Specific Phobia Treatment
An individual who suffers from a specific phobia becomes very fearful or anxious about a specific object or situation. Specific phobias often include,
- Animals: Dogs, insects, spiders.
- Natural Environments: Storms, heights, water.
- Blood and Injuries: Injections, invasive medical procedures.
- Specific Situations: Airplanes, elevators, enclosed places.
- Other: This category can be a large variety of stimuli or situations that may lead to choking, vomiting, loud sounds, or costumed characters.
Diagnosis of Specific Phobia
Key features considered in the diagnosis of a specific phobia include,
- Almost always experience immediate fear or anxiety.

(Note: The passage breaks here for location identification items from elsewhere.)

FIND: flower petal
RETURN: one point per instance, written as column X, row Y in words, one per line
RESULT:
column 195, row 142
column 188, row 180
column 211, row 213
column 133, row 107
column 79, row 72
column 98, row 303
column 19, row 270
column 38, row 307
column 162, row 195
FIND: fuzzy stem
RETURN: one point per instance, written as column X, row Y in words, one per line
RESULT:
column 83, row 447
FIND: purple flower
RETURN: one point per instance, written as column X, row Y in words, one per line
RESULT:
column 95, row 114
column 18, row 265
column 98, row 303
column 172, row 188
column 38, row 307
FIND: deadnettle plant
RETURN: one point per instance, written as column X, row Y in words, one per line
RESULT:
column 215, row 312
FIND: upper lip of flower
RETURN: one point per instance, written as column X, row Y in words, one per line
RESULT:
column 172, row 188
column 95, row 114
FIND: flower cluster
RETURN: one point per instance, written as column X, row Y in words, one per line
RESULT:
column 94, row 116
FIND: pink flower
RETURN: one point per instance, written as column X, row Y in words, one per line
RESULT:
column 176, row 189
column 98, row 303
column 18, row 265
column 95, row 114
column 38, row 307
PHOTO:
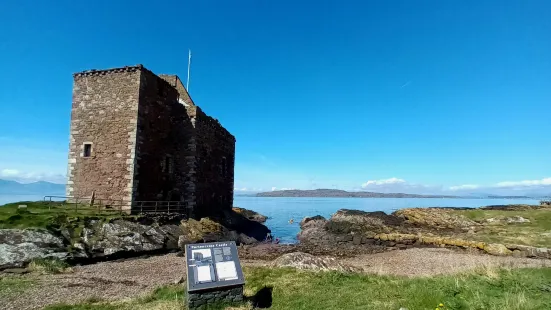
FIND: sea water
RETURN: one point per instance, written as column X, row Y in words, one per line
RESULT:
column 281, row 210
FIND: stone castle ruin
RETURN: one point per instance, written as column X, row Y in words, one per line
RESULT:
column 139, row 137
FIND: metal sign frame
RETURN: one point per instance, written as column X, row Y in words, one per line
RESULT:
column 215, row 258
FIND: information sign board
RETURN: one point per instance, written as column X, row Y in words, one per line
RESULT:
column 212, row 265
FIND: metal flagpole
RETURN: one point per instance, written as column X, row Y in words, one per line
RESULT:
column 188, row 69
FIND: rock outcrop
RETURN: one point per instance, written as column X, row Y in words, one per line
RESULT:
column 435, row 218
column 307, row 261
column 350, row 232
column 18, row 247
column 251, row 215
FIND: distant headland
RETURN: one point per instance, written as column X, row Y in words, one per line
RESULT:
column 336, row 193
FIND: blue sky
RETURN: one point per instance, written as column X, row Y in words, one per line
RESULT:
column 389, row 95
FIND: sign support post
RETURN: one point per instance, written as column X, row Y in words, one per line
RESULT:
column 214, row 274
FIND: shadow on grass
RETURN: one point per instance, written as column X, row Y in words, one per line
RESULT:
column 263, row 298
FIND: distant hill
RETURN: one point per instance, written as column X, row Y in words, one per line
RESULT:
column 344, row 194
column 36, row 188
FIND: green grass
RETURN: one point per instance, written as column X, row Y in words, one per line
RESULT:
column 482, row 289
column 46, row 214
column 11, row 286
column 49, row 266
column 535, row 233
column 166, row 297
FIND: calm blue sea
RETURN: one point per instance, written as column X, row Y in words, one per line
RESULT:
column 281, row 210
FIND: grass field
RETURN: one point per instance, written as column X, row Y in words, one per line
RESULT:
column 535, row 233
column 292, row 289
column 44, row 214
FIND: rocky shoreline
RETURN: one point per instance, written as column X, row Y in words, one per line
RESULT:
column 347, row 233
column 83, row 240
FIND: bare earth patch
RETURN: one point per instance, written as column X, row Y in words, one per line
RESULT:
column 128, row 279
column 426, row 262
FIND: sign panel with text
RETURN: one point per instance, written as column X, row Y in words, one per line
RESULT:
column 212, row 265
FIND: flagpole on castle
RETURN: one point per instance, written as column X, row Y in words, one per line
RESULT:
column 188, row 69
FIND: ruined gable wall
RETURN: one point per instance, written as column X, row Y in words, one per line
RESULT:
column 215, row 165
column 175, row 81
column 104, row 113
column 164, row 132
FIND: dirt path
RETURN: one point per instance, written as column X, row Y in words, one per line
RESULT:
column 435, row 261
column 132, row 278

- Will actively avoid the situation/stimuli. If unable to avoid, then they will endure it with intense fear or anxiety.
- The fear/anxiety experienced is out of proportion to the actual danger posed by the specific object or situation.
- The fear and avoidance is always present and lasts for 6 months or more.

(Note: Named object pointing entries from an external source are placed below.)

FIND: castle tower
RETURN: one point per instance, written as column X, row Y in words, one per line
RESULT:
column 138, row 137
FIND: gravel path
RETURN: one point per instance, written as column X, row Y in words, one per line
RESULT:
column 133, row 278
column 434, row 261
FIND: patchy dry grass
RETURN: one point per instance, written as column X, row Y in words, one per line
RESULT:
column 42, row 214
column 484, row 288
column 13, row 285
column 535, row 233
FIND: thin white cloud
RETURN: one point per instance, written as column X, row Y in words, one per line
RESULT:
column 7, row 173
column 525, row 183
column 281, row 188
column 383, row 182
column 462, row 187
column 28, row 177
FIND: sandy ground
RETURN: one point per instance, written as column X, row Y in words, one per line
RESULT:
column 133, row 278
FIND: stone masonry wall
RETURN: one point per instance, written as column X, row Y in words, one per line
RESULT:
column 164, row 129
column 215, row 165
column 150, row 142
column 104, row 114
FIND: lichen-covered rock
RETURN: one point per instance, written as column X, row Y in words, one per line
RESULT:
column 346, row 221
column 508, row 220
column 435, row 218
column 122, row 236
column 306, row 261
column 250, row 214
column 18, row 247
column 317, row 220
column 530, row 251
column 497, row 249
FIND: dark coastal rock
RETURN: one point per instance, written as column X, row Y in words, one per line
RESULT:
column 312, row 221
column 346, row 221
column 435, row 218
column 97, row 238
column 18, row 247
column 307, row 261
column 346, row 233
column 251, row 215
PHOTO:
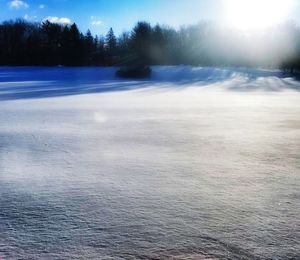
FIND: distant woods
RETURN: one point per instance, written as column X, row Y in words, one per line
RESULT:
column 206, row 44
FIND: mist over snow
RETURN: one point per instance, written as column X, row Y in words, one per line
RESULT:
column 192, row 163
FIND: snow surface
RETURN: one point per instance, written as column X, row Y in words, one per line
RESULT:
column 196, row 163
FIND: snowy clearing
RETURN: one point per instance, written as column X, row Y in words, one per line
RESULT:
column 198, row 163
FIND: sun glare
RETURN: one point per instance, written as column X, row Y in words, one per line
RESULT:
column 257, row 14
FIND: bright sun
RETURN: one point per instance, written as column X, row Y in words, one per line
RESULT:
column 257, row 14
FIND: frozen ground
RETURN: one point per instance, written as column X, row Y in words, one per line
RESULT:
column 195, row 164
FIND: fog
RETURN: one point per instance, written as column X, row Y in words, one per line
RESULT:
column 196, row 163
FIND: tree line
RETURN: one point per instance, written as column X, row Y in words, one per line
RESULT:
column 205, row 44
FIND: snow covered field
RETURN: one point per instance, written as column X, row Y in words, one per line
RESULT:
column 198, row 163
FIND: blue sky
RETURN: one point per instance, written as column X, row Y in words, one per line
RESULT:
column 99, row 15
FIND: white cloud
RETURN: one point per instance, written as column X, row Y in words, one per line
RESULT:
column 17, row 4
column 95, row 21
column 59, row 20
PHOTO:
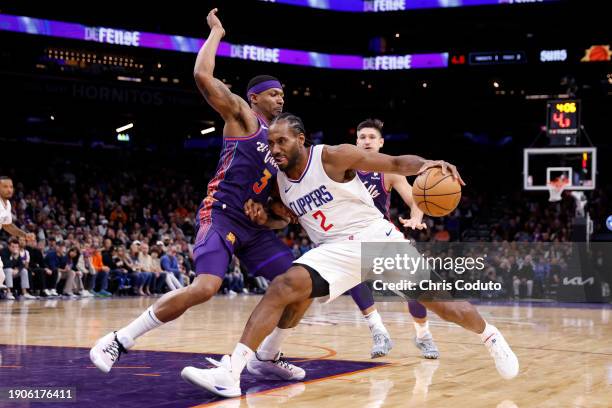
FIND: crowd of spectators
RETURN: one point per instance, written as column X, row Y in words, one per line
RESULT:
column 103, row 232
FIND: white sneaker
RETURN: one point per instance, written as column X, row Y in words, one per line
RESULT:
column 427, row 346
column 505, row 360
column 218, row 380
column 275, row 369
column 107, row 351
column 381, row 344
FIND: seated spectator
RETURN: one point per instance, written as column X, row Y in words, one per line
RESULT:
column 128, row 277
column 146, row 263
column 62, row 276
column 82, row 271
column 37, row 265
column 142, row 277
column 14, row 265
column 102, row 271
column 234, row 279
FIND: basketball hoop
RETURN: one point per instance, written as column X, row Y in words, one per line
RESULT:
column 556, row 187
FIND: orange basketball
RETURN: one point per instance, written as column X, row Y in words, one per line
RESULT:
column 436, row 194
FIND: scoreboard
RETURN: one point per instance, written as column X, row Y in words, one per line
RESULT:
column 563, row 118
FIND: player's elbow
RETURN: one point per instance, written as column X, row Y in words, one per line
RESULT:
column 397, row 166
column 203, row 79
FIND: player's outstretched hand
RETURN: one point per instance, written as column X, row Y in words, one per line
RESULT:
column 256, row 212
column 412, row 223
column 446, row 168
column 213, row 21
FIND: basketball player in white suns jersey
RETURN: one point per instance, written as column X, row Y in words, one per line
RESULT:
column 320, row 186
column 379, row 185
column 6, row 221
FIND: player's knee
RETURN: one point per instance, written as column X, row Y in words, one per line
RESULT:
column 455, row 312
column 202, row 289
column 286, row 286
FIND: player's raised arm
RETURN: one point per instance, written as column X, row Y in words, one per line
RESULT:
column 348, row 157
column 216, row 93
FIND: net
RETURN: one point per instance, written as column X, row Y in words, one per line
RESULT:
column 555, row 188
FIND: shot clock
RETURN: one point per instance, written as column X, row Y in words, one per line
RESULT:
column 563, row 124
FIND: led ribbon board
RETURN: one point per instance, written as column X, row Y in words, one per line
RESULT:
column 380, row 6
column 74, row 31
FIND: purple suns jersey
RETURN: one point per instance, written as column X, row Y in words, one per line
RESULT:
column 245, row 171
column 375, row 184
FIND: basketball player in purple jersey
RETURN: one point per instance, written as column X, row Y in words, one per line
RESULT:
column 319, row 185
column 379, row 185
column 245, row 172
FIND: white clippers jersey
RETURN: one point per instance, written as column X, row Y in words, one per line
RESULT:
column 6, row 217
column 329, row 211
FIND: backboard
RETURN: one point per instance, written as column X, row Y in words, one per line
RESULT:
column 541, row 166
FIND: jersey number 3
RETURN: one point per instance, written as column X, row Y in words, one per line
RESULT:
column 263, row 182
column 319, row 214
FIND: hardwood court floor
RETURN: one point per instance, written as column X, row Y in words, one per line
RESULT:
column 565, row 355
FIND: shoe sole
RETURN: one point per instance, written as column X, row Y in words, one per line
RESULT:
column 378, row 354
column 197, row 381
column 100, row 365
column 427, row 356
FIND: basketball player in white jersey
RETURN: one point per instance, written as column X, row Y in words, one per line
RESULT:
column 319, row 184
column 380, row 185
column 6, row 221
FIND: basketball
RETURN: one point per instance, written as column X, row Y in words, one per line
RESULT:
column 436, row 194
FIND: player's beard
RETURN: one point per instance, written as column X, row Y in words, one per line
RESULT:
column 292, row 159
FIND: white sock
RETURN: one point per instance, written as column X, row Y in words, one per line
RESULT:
column 375, row 322
column 269, row 348
column 488, row 331
column 239, row 358
column 142, row 324
column 422, row 329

- The fear interferes with the normal flow of a person’s life including work, school, social, and/or occupation.
- Finally, the fear is not better explained by having Obsessive-Compulsive Disorder (OCD), separation anxiety, efforts to avoid panic-like symptoms related to agoraphobia, Post-Traumatic Stress Disorder (PTSD), or Social Anxiety Disorder.
A specific phobia can cause an increase in physiological arousal. Furthermore, individuals with blood injection phobia often demonstrate a vasovagal fainting or near fainting response.

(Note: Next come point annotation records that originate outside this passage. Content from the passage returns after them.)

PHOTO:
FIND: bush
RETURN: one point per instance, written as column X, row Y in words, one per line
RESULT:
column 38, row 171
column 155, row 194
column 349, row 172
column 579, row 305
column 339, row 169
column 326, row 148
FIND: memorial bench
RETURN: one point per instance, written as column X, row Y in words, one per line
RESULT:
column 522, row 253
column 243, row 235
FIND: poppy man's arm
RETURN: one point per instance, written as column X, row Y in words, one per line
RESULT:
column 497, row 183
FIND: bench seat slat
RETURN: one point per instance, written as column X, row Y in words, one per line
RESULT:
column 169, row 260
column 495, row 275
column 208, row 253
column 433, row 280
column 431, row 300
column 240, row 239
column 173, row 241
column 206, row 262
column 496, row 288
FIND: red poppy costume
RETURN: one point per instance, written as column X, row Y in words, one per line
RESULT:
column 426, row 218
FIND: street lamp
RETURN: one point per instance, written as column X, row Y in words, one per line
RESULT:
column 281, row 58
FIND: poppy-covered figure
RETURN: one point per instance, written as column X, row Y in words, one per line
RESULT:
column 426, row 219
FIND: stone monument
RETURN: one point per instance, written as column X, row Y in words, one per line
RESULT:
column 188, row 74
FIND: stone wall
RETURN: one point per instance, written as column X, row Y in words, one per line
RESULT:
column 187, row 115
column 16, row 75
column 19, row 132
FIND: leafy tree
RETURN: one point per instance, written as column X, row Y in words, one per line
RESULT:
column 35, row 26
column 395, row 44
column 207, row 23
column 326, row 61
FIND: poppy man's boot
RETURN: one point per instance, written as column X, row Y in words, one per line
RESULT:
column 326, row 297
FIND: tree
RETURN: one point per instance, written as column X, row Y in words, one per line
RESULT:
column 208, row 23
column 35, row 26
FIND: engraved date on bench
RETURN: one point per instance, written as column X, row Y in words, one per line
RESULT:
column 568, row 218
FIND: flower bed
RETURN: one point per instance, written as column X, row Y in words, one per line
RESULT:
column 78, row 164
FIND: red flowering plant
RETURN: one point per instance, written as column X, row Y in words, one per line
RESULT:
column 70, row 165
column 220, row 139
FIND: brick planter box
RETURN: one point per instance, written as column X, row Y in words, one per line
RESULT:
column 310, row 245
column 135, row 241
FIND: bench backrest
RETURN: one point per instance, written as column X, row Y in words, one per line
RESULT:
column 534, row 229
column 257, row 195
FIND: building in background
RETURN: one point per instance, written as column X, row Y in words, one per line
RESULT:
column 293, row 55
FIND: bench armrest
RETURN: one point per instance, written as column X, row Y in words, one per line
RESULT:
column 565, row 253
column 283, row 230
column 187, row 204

Specific phobia sometimes develops following a traumatic event, such as when someone is bitten by a dog or gets stuck in an elevator. Furthermore, they usually develop in early childhood. The majority of cases develop prior to age 10 and the median age of onset is between 7 and 11 years old. Specific phobias can develop at any age, though.
Young children may express their fear by crying, tantrums, freezing, or clinging because they do not generally understand the concept of avoidance. Adults may express their fear through similar behaviors or they may actively avoid the specific phobia.
Finally, it is not uncommon to have more than one specific phobia at a time.